Josh appreciates the assists on the field.
“They kind of just tell me like, ‘You got to do this or do that,’ and stuff like that,” he said. “But if I'm out of position, they'll subtly like move me to the right side, just if I'm off a little bit. That's why I like these guys so much, because they're not complaining, they're not arguing about it. They're just good friends and helped me out with stuff.”
His teammates don’t view Josh as different, but rather as an important part of the team. Because that’s what he is.

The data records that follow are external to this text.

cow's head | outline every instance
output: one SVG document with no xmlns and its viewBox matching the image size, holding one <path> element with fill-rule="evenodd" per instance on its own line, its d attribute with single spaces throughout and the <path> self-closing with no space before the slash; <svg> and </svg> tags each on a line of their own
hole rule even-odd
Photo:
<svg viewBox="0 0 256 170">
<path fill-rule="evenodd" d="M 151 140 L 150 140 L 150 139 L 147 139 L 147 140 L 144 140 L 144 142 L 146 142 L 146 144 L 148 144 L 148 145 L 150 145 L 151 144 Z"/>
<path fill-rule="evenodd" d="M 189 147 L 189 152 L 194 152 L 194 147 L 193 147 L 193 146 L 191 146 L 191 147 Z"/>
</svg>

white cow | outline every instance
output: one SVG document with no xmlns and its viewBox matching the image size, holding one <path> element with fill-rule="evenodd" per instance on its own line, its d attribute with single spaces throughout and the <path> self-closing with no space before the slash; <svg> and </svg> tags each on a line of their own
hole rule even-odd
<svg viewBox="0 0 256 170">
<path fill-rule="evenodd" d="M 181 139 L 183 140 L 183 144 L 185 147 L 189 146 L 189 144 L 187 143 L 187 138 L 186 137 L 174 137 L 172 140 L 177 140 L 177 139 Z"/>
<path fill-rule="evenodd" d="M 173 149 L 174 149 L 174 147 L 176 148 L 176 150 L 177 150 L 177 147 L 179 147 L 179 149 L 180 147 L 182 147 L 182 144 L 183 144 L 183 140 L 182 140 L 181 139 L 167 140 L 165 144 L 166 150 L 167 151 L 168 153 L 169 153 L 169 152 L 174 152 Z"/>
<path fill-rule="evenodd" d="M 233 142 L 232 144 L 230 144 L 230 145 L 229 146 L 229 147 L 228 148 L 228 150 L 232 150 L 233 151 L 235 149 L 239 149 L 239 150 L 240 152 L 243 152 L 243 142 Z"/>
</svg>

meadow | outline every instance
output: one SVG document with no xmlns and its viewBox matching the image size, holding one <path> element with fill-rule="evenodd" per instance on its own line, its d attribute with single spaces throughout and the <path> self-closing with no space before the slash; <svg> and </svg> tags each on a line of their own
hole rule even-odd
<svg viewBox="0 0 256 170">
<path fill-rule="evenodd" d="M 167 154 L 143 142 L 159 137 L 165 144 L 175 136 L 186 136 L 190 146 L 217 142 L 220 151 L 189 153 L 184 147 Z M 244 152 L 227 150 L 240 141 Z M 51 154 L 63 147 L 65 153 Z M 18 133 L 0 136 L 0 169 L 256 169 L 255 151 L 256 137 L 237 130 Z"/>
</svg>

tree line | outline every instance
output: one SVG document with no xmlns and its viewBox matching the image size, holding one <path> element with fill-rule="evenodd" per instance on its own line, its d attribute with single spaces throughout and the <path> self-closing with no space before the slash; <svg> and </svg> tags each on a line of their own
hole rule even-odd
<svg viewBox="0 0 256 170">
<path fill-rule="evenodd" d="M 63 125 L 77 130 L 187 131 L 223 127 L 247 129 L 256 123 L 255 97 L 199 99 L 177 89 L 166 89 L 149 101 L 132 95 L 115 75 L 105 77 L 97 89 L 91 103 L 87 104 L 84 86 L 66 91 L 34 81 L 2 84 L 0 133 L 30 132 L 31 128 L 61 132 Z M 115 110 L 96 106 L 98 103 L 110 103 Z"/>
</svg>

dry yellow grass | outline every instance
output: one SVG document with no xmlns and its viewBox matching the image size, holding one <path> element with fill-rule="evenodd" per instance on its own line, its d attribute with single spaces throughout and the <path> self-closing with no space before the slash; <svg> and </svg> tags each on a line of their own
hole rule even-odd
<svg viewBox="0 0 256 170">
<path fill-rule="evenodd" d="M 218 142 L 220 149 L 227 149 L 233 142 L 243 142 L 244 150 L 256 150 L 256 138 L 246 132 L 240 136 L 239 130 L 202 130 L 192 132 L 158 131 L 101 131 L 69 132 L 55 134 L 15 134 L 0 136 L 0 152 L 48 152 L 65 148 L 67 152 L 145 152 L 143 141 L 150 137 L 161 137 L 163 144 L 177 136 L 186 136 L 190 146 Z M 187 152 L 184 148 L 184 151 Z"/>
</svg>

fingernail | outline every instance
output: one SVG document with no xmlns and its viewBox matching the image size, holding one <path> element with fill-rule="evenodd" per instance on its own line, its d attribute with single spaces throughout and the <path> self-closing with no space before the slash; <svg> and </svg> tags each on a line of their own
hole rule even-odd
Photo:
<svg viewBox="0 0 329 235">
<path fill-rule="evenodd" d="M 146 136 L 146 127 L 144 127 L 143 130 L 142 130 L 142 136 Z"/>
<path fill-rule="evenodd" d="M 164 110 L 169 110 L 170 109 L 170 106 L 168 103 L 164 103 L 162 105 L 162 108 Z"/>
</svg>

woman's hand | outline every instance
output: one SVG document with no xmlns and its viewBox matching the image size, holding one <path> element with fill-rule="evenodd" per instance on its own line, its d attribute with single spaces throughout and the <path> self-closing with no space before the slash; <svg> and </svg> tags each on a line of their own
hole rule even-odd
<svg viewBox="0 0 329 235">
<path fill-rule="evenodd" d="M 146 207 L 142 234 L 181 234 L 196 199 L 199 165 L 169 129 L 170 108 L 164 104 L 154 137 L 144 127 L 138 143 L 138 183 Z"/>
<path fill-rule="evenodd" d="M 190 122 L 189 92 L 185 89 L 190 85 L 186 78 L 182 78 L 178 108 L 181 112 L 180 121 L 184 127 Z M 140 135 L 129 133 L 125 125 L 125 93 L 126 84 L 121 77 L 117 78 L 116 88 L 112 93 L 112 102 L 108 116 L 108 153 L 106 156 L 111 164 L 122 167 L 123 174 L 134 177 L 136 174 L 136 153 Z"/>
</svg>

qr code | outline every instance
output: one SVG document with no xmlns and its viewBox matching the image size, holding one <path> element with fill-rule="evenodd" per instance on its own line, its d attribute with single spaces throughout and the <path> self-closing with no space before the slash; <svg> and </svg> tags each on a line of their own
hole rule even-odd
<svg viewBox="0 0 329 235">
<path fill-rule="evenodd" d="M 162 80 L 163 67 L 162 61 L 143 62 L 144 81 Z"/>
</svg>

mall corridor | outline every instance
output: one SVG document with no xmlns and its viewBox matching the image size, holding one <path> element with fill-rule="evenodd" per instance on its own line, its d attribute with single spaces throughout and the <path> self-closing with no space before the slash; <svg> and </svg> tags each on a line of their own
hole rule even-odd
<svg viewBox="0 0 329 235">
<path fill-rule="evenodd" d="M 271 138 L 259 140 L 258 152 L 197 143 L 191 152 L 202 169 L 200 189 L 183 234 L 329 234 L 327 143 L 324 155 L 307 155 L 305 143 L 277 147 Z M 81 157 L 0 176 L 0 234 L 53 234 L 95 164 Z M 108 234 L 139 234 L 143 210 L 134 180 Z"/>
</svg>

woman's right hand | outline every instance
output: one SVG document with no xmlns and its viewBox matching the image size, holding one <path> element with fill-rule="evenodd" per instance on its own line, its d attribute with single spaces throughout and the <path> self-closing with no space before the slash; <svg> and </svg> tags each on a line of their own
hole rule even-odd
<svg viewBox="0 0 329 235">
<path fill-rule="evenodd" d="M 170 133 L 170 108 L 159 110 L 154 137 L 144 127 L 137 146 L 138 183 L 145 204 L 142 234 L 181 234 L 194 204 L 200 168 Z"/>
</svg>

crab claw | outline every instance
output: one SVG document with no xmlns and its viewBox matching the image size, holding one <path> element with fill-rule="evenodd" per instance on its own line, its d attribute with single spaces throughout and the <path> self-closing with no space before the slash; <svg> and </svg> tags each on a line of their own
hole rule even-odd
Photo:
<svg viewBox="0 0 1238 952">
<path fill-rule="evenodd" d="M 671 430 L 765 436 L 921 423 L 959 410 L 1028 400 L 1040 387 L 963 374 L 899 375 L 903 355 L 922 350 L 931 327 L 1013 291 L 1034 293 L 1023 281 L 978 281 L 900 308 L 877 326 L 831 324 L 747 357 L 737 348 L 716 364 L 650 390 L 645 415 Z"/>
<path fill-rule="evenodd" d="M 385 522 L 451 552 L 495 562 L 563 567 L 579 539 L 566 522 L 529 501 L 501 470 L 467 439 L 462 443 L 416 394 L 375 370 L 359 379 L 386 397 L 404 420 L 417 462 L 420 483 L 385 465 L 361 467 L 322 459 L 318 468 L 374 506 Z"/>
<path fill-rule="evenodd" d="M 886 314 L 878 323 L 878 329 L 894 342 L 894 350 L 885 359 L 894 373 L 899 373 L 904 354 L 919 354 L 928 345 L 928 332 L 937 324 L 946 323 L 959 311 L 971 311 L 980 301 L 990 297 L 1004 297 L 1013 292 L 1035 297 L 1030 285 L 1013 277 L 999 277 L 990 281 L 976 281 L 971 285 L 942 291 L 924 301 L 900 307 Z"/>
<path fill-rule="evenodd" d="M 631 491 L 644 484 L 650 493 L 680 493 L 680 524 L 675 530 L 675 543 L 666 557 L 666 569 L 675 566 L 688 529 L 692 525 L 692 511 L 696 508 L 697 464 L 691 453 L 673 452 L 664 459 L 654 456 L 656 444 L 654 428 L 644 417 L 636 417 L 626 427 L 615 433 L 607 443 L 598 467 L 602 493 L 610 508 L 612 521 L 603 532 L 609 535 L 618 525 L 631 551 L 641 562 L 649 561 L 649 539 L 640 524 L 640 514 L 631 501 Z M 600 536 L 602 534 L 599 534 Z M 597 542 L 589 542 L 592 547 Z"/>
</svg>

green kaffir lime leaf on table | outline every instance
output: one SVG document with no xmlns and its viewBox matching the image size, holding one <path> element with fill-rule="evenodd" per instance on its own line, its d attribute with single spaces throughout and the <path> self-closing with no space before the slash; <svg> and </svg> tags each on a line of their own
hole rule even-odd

“I feel it really shows how much of a tight-knit group we are,” Hauer said. “It really shows how much we've bonded together over the past four years. And I feel like it shows that we're always willing to help one of our teammates, one of our community members, one of our family.”
Football plays a central role in Josh’s life. It keeps him focused, it keeps him grounded, and it helps him navigate a world that’s not always welcoming or accessible to individuals with autism.
“I didn't really have much friends at the start of this,” Josh said. “That's why throughout the four years here I really formed all bonds, all these guys are my friends. I mean, they all helped me out whenever I needed it. They're really good guys.”
And it’s a two-way street. Josh’s attitude and effort inspire and encourage the rest of the Sugarbeeters, as well.
“It proves how hard of a worker he is. I like to think of myself as hard worker, but I will admit that nobody on that field works harder than Josh,” Hauer said. “He's constantly putting in the time, trying to get better, always asking questions to get better, and that's just something nobody can top.”
Proof that the only disability one can have in life is a bad attitude. And Josh will never have to worry about that.